This hierarchical system also fosters a culture where those who have done their time in trenches feel that they deserve the right to assert their authority over the new class of entry-level workers. This is coupled with the belief that because fashion is a creative industry, it’s acceptable for those at the top–designers, stylists, magazine editors–to act erratically or be verbally abusive, all in the name of artistic genius. But in an environment where people talk casually about suffering for the sake of the art, it’s easy for those who are lower down in the pecking order to be abused. And as it happens, many of the black people who are able to break into the fashion industry aren’t able to make it past the lower ranks.
Then there is the monolithic notion of beauty that the fashion industry is guilty of perpetuating. Over the past few decades, emaciated bodies have been considered beautiful. Designers have often said that thin models are better able to highlight the artistic elements of clothing. But it’s also important to consider how these ideas of beauty have intersected with race. There’s now a body inclusivity movement that is fighting back against the idea that larger, curvier bodies are less attractive. Everyone from top red carpet designers like Christian Siriano to mainstream brands like J.Crew are getting into the plus size market, creating high quality and elegant clothes for larger women. And separately, modeling agencies and fashion magazines have been pushing to feature more black women. However, we’re just at the beginning of this process, and as the New York Magazine feature revealed, biases against curvy or dark-skinned models are still rampant.
Yes, it’s important to feature black models in shows and on magazine covers, and to bring more black designers, photographers, and magazine editors into top roles. But it’s just as important to delve into the deeper racist dynamics that don’t go away just because Beyonce’s on the cover of Vogue or Virgil Abloh is at the helm of Louis Vuitton.
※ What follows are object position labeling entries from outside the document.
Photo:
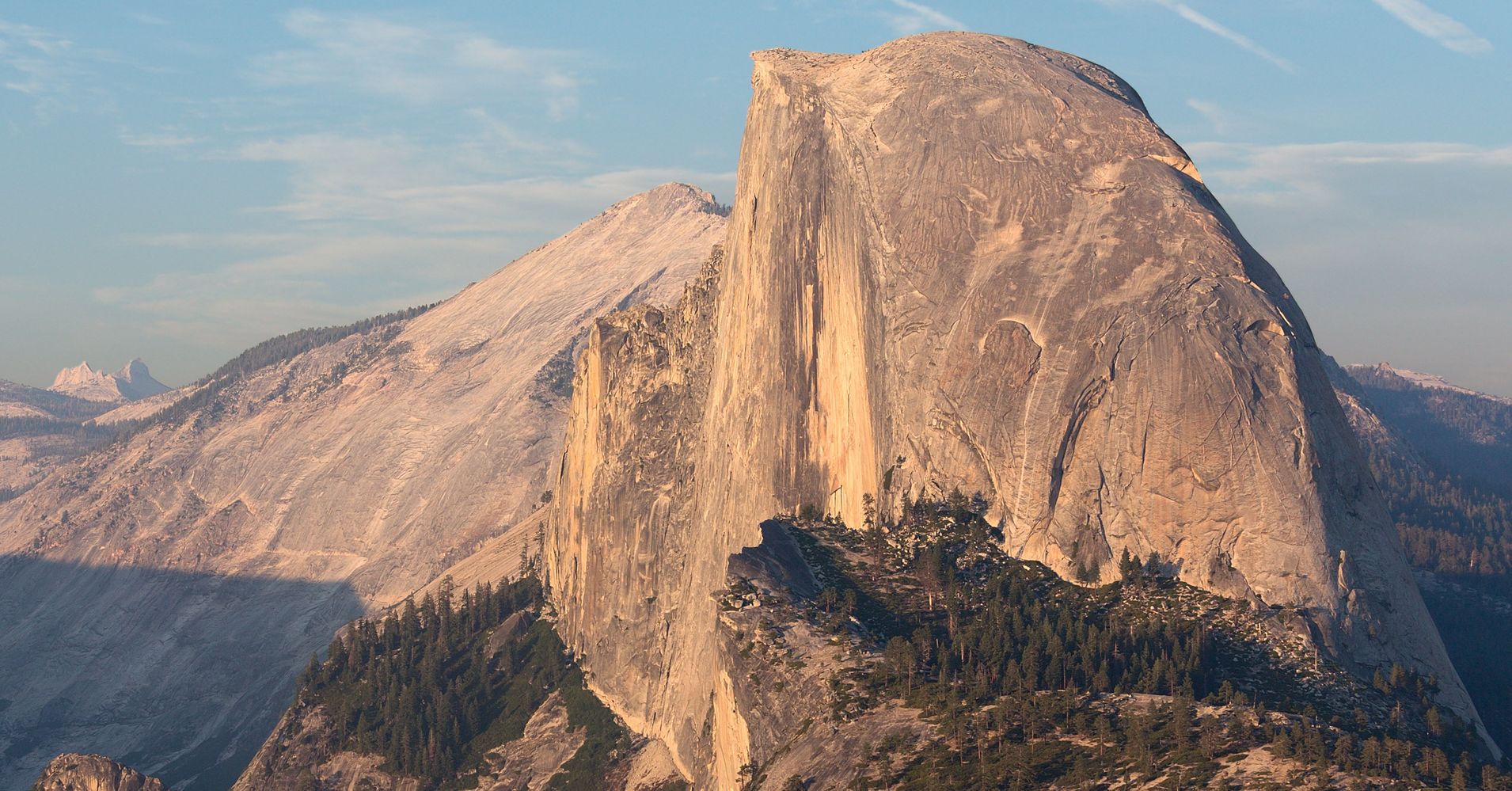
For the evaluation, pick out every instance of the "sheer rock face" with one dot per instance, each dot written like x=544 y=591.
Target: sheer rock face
x=963 y=260
x=159 y=596
x=74 y=772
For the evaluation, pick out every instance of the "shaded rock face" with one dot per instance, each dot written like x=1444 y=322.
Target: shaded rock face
x=309 y=493
x=963 y=260
x=74 y=772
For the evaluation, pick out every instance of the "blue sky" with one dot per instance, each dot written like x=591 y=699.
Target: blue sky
x=180 y=181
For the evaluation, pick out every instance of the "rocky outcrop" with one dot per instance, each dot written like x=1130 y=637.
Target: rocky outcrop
x=132 y=383
x=73 y=772
x=962 y=262
x=161 y=595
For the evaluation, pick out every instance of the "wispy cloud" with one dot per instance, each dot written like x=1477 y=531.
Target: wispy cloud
x=1396 y=250
x=424 y=242
x=917 y=17
x=1449 y=32
x=415 y=63
x=398 y=184
x=1309 y=173
x=1234 y=36
x=1211 y=114
x=158 y=139
x=35 y=61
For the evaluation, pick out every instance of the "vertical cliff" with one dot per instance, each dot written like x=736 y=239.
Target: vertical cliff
x=180 y=578
x=963 y=260
x=73 y=772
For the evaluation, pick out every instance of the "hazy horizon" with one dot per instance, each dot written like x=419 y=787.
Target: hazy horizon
x=184 y=184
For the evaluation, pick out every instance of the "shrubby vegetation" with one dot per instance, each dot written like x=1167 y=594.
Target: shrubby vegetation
x=1038 y=683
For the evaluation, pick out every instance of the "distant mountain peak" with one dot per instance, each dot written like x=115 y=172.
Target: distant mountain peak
x=1429 y=382
x=131 y=383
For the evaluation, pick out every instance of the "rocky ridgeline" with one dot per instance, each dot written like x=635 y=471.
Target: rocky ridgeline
x=962 y=260
x=73 y=772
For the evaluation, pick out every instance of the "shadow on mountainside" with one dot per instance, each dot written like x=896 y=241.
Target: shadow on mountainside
x=182 y=675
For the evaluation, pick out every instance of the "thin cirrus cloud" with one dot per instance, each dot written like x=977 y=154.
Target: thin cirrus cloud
x=415 y=63
x=1233 y=36
x=1446 y=31
x=1310 y=173
x=1400 y=242
x=1213 y=26
x=33 y=61
x=917 y=17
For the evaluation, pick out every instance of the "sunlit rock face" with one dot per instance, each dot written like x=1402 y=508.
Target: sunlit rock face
x=74 y=772
x=161 y=595
x=962 y=260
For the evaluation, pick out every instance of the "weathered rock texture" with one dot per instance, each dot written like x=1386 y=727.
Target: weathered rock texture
x=73 y=772
x=962 y=260
x=162 y=595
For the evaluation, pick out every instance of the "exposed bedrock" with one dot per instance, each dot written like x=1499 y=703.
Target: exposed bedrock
x=963 y=260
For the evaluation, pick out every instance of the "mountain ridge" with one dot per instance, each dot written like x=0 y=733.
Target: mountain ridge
x=321 y=486
x=131 y=383
x=962 y=262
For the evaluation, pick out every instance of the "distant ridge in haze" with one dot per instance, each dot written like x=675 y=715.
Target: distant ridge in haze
x=132 y=383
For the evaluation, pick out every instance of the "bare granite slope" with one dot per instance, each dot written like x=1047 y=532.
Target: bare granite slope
x=962 y=260
x=162 y=593
x=93 y=774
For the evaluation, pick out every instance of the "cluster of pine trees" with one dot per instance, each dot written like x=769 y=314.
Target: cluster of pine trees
x=271 y=352
x=422 y=686
x=1018 y=667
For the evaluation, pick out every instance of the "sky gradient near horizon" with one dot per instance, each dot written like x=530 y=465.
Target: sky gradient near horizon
x=182 y=181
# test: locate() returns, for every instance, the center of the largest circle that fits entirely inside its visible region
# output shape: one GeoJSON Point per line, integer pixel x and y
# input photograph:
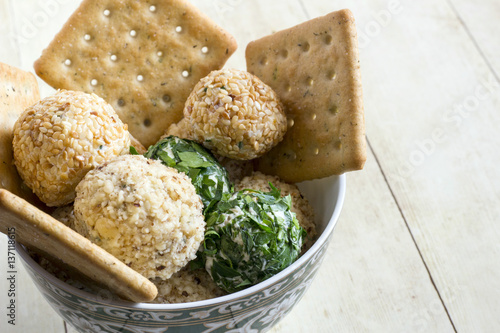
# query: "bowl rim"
{"type": "Point", "coordinates": [341, 179]}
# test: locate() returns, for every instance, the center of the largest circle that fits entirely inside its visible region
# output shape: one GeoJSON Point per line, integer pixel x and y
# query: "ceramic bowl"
{"type": "Point", "coordinates": [255, 309]}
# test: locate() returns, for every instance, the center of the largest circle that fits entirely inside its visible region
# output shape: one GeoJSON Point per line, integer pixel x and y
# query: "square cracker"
{"type": "Point", "coordinates": [18, 90]}
{"type": "Point", "coordinates": [314, 69]}
{"type": "Point", "coordinates": [142, 57]}
{"type": "Point", "coordinates": [40, 231]}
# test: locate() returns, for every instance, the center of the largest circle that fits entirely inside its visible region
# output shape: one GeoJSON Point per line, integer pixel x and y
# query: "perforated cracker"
{"type": "Point", "coordinates": [142, 57]}
{"type": "Point", "coordinates": [18, 90]}
{"type": "Point", "coordinates": [314, 68]}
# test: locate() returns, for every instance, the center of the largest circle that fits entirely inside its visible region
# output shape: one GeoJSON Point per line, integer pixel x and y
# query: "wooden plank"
{"type": "Point", "coordinates": [481, 21]}
{"type": "Point", "coordinates": [36, 24]}
{"type": "Point", "coordinates": [372, 278]}
{"type": "Point", "coordinates": [31, 312]}
{"type": "Point", "coordinates": [430, 90]}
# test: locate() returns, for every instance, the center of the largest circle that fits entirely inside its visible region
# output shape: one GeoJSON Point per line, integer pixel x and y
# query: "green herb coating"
{"type": "Point", "coordinates": [251, 236]}
{"type": "Point", "coordinates": [209, 178]}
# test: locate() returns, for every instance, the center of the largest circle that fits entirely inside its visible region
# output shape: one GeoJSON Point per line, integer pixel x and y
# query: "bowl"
{"type": "Point", "coordinates": [255, 309]}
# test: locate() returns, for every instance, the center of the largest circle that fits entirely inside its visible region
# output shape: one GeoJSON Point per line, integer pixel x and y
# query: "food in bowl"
{"type": "Point", "coordinates": [234, 114]}
{"type": "Point", "coordinates": [250, 237]}
{"type": "Point", "coordinates": [61, 138]}
{"type": "Point", "coordinates": [144, 213]}
{"type": "Point", "coordinates": [209, 178]}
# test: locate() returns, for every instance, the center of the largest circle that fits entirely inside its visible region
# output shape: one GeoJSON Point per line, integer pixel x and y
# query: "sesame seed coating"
{"type": "Point", "coordinates": [144, 213]}
{"type": "Point", "coordinates": [235, 114]}
{"type": "Point", "coordinates": [60, 138]}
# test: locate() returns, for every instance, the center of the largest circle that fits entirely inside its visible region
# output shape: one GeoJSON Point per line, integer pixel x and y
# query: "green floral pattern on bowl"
{"type": "Point", "coordinates": [255, 309]}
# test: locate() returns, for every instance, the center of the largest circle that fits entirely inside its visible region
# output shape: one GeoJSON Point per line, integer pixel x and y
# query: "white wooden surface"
{"type": "Point", "coordinates": [417, 247]}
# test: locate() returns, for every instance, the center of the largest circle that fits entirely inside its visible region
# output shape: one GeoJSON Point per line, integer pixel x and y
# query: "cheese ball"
{"type": "Point", "coordinates": [144, 213]}
{"type": "Point", "coordinates": [234, 114]}
{"type": "Point", "coordinates": [300, 205]}
{"type": "Point", "coordinates": [62, 137]}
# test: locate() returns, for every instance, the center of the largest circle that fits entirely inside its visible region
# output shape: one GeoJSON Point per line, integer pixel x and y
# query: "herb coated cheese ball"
{"type": "Point", "coordinates": [62, 137]}
{"type": "Point", "coordinates": [300, 205]}
{"type": "Point", "coordinates": [234, 114]}
{"type": "Point", "coordinates": [144, 213]}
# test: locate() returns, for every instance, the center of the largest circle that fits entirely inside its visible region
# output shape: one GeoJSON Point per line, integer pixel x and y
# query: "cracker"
{"type": "Point", "coordinates": [18, 90]}
{"type": "Point", "coordinates": [142, 57]}
{"type": "Point", "coordinates": [41, 231]}
{"type": "Point", "coordinates": [314, 68]}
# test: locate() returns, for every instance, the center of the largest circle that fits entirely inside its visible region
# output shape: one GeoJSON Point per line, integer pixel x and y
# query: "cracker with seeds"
{"type": "Point", "coordinates": [142, 57]}
{"type": "Point", "coordinates": [18, 90]}
{"type": "Point", "coordinates": [314, 68]}
{"type": "Point", "coordinates": [42, 232]}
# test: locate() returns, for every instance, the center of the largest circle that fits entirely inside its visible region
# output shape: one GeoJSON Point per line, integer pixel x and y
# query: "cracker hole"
{"type": "Point", "coordinates": [305, 46]}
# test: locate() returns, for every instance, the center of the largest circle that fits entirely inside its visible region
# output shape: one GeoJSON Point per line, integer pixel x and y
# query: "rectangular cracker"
{"type": "Point", "coordinates": [142, 57]}
{"type": "Point", "coordinates": [18, 90]}
{"type": "Point", "coordinates": [41, 231]}
{"type": "Point", "coordinates": [314, 68]}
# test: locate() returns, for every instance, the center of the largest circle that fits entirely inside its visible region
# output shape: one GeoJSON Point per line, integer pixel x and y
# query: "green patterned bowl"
{"type": "Point", "coordinates": [255, 309]}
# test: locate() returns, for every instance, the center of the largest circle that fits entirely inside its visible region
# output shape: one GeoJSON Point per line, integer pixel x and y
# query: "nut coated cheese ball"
{"type": "Point", "coordinates": [234, 114]}
{"type": "Point", "coordinates": [60, 138]}
{"type": "Point", "coordinates": [144, 213]}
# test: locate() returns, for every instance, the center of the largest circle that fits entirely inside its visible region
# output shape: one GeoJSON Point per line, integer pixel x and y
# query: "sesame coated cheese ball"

Gucci’s recent partnership with Dapper Dan provides a good model for how to bring more black voices into fashion without ignoring the deep-seated history of racism under the surface. In the 1990s, designer labels like Gucci and Louis Vuitton were all the rage, and while people on the streets of Harlem coveted these brands, they also felt that they weren’t designing clothes that fit with their aesthetic. Dapper Dan, an African-American tailor from New York, stepped in, creating hip streetwear–like bomber jackets and track suits–plastered with bootleg logos from these brands.
His creations were worn by black royalty of the time, including boxers and hip-hop artists. Gucci, among other European luxury houses, eventually sued Dapper Dan for copyright infringement, forcing him out of business. Couched in all this legal language was racism: These companies didn’t seem primarily worried about the loss of revenue, they simply did not want to be associated with black people, because they felt it would tarnish their brands. But a few years later, when streetwear moved beyond black communities and became mainstream, many of these luxury brands ended up co-opting black style–including work inspired by Dapper Dan–but put them on white models.
Last year, Gucci’s creative director Alessandro Michele sent a model down the runway in an outfit that was a close replica of one that Dapper Dan had created three decades before, a move that came as a shock to fashion observers around the world. Gucci then surprised everyone further by announcing that it would be partnering with Dapper Dan, helping him reinstate his Harlem atelier, and featuring him in marketing campaigns. The move placed a black man at the center of an Italian luxury brand, highlighting his work and style. But it also acknowledged the vexed history between Gucci and Dapper Dan.
Ultimately, overcoming racism in fashion doesn’t just come down to including more black people in the conversation. It means allowing that conversation to go into thorny territory, like addressing how black people and their culture have been both devalued and appropriated.